July 7, 2013 in Sports

New Tour de France leader insists he’s for real

John Leicester Associated Press
 
Associated Press photo

Chris Froome of Britain won the eighth stage to claim the overall leader’s yellow jersey.
(Full-size photo)

Tour de France

Froome wins

Tour de France favorite Chris Froome overpowered his main rivals on the first tough mountain climb of the race Saturday to win the eighth stage and take the leader’s yellow jersey.

The 28-year-old Briton attacked early into the stage’s second big climb up to Ax 3 Domaines – and no one could follow him. His nearest challenger was teammate Richie Porte, who finished second.

Two-time Tour champion Alberto Contador dropped back, as did 2010 champion Andy Schleck and 2011 champion Cadel Evans.

Froome took the yellow jersey from South African cyclist Daryl Impey, his former training partner.

AX 3 DOMAINES, France – At his first real opportunity, Chris Froome blew away his main Tour de France rivals with a supersonic burst Saturday, a fierce uphill climb that felt a little like the bad old days of Lance Armstrong.

But the Briton who took the race leader’s yellow jersey, and looks more likely than ever to keep it all the way to the finish in Paris on July 21, insisted there are fundamental differences between then and now.

Armstrong was stripped of seven Tour titles last year for serial doping. Froome promised that his achievements won’t need to be erased in the future.

“It is a bit of a personal mission to show that the sport has changed,” Froome said. “I certainly know that the results I’m getting, they’re not going to be stripped – 10, 20 years down the line. Rest assured, that’s not going to happen.”

Froome hasn’t come out of nowhere. The 28-year-old was the Tour runner-up last year to teammate Bradley Wiggins, runner-up at the Tour of Spain in 2011 and has been the dominant rider this year coming into the Tour.

Drug testing in cycling is also better and more credible than it was when Armstrong and his U.S. Postal Service teammates were pumping themselves with hormones, blood transfusions and other banned performance-enhancers.

While improved doping controls do not guarantee that the 198 riders who started the Tour on June 29 are competing clean, they do allow Froome’s generation to argue more convincingly that they are a different and more believable breed of competitors from those who doped systematically in the 1990s and 2000s.

“It’s normal that people ask questions in cycling, given the history of the sport.

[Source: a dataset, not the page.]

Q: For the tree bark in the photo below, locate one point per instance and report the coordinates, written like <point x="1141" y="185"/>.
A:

That’s an unfortunate position we find ourselves in at the moment, that eyebrows are going to be raised, questions are going to be asked about our performances,” Froome said.

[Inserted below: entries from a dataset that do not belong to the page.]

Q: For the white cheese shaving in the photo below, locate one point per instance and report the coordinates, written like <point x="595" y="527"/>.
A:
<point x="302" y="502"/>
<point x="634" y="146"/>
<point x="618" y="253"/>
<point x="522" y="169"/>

“But I know the sport’s changed. There’s absolutely no way I’d be able to get these results if the sport hadn’t changed. I mean, if you look at it logically we know that the sport’s in a better place now than it was, has been, ever, I think, for the last 20, 30 years.”

Still, the hammer-blow Froome delivered on the first stage at this Tour to finish in the high mountains and the way his Team Sky support riders exhausted his rivals by riding hard at the front made it almost impossible to not think of Armstrong.

At the Tours of 1999, 2001 and 2002, Armstrong also used the first high mountain stage to put a grip on the race. A favored tactic for his Postal team – the so-called Blue Train – was to ride so hard at the front that rivals would eventually peel off, spent, leaving Armstrong to then reap victory.